Готовясь к Октябрьской революции[58], большевики поставили перед собой единственную цель – завоевать «монополию власти для собственной партии»; они были уверены, что это послужит «факелом, который разожжет огонь социальной революции на Западе»[59]. Если бы их руководство действительно стремилось решить проблемы России – обеспечить мир, провести аграрную реформу и образовать демократическое революционное правительство, о чем они претенциозно заявляли в своих «вводящих в заблуждение демагогических выступлениях», они бы нашли, утверждал Аксельрод, добровольных союзников в социалистическом большинстве Демократического Совещания, в «Предпарламенте» и в Учредительном собрании. Однако их военная хитрость в октябре имела единственной целью предотвращение широкой социалистической коалиции подобного типа[60], а возникший на этой основе строй был не чем иным, как «преторианской диктатурой небольшой группки, руководимой Лениным и Троцким», которая создала себе опору в массах, опираясь на примитивные инстинкты и ненависть бедных к богатым, к живущим в достатке и образованным людям[61]. Поэтому, по его мнению, к преступлениям ленинцев против социал-демократии после 1903 года и в ходе всей борьбы между большевиками и меньшевиками теперь добавлялось еще одно, и притом более тяжкое преступление, против одного из главных принципов русского марксизма, отвергавшего как «утопию» прыжок России в социализм; это преступление состояло в том, что большевики узурпировали власть ради придуманной ими цели немедленного установления коммунистического строя в экономически отсталой России в эпоху, когда в развитых странах еще преобладал капитализм[62]. Этот самонадеянный скачок закончился «безжалостной контрреволюцией», и потому, согласно Аксельроду, было бы «истинным богохульством» со стороны социалистов сравнивать «деспотический режим народных комиссаров» с Парижской Коммуной 1871 года или с правительством якобинцев 1793 года и к тому же приписывать им заслугу «впервые в истории пролетариата захватить государственную власть». В действительности все это было скорее похоже на преступление Герострата, совершенное, однако, для того, чтобы «попасть в историю под марксистским знаменем» путем манипуляции пролетарскими массами и армией, перешедшей на сторону революции[63].
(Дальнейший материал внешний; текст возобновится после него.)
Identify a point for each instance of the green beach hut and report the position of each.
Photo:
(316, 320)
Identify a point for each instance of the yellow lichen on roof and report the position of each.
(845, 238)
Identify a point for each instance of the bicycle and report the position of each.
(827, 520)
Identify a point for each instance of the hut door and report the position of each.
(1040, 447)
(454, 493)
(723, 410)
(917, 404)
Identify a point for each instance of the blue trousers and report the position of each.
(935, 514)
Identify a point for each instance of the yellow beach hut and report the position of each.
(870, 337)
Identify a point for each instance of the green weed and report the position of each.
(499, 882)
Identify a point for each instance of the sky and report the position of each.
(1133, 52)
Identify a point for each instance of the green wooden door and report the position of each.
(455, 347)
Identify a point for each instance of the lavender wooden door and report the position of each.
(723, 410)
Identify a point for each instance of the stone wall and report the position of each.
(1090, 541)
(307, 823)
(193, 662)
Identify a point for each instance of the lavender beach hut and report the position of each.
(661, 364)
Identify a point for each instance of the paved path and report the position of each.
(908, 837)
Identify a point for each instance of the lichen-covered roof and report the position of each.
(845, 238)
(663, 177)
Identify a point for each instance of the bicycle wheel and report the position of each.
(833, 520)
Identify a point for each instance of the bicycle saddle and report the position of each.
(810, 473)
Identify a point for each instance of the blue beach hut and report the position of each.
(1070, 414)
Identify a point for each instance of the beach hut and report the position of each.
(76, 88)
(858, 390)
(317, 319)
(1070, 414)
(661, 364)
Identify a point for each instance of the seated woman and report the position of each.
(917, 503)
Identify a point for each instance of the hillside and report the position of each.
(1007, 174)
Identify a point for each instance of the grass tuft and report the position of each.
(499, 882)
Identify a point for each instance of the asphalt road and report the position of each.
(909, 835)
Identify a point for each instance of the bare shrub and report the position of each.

Обвинительная кампания, начатая Аксельродом против Октябрьской революции в январе 1918 года в частном письме Карлу Каутскому, в котором он без обиняков охарактеризовал ее не более как «историческое преступление, беспримерное в современной истории»[64], была продолжена три года спустя в тех же тонах в открытом письме к Мартову[65]. В этом письме он призывал Мартова, его соратников-меньшевиков и социалистов не поддаваться обману «внешней революционности и революционного прошлого тех, кто по сути дела являются самодержцами, и не попадать под влияние псевдореволюционных фраз, с помощью которых они обманывают весь мир». Он советовал им не тратить времени на размышления об истории того, как родилось «большевистское самодержавие», или на классовый анализ «диктатуры хоть какой-то части пролетариата», а просто разоблачать ее истинную сущность. Это

 

«диктатура небольшой группы, которая, взбаламутив сотни тысяч вчерашних рабочих, крестьян, солдат и мелких буржуа, объединила их сегодня в новый класс-гегемон. Она опирается на этот класс и с его помощью терроризирует население в сто пятьдесят миллионов человек, распространяя свое влияние и на ту часть пролетариата, которая была нашей»[66].

 

Независимо от характера окончательного приговора, вынесенного Аксельродом, существует глубокая связь между этим приговором, первым упреком в адрес ленинизма, брошенным в 1904 году, и выдвинутым в 1908 году обвинением «секретного большевистского центра», который он именовал «центром якобинства» и «черносотенно-уголовной бандой», в пагубной деятельности внутри российской социал-демократии[67]. Анализ Аксельрода был, таким образом, строго ограничен основными действующими лицами, то есть большевистской элитой, ее методами действий и ее стремлением к власти до, во время и после Октябрьской революции; он лишь поверхностно касался масс, участвовавших в этой революции. Они, по его мнению, оставались лишь объектом манипуляции. (В этом Аксельрод проявился как типичный рабочий представитель меньшевистской партии.)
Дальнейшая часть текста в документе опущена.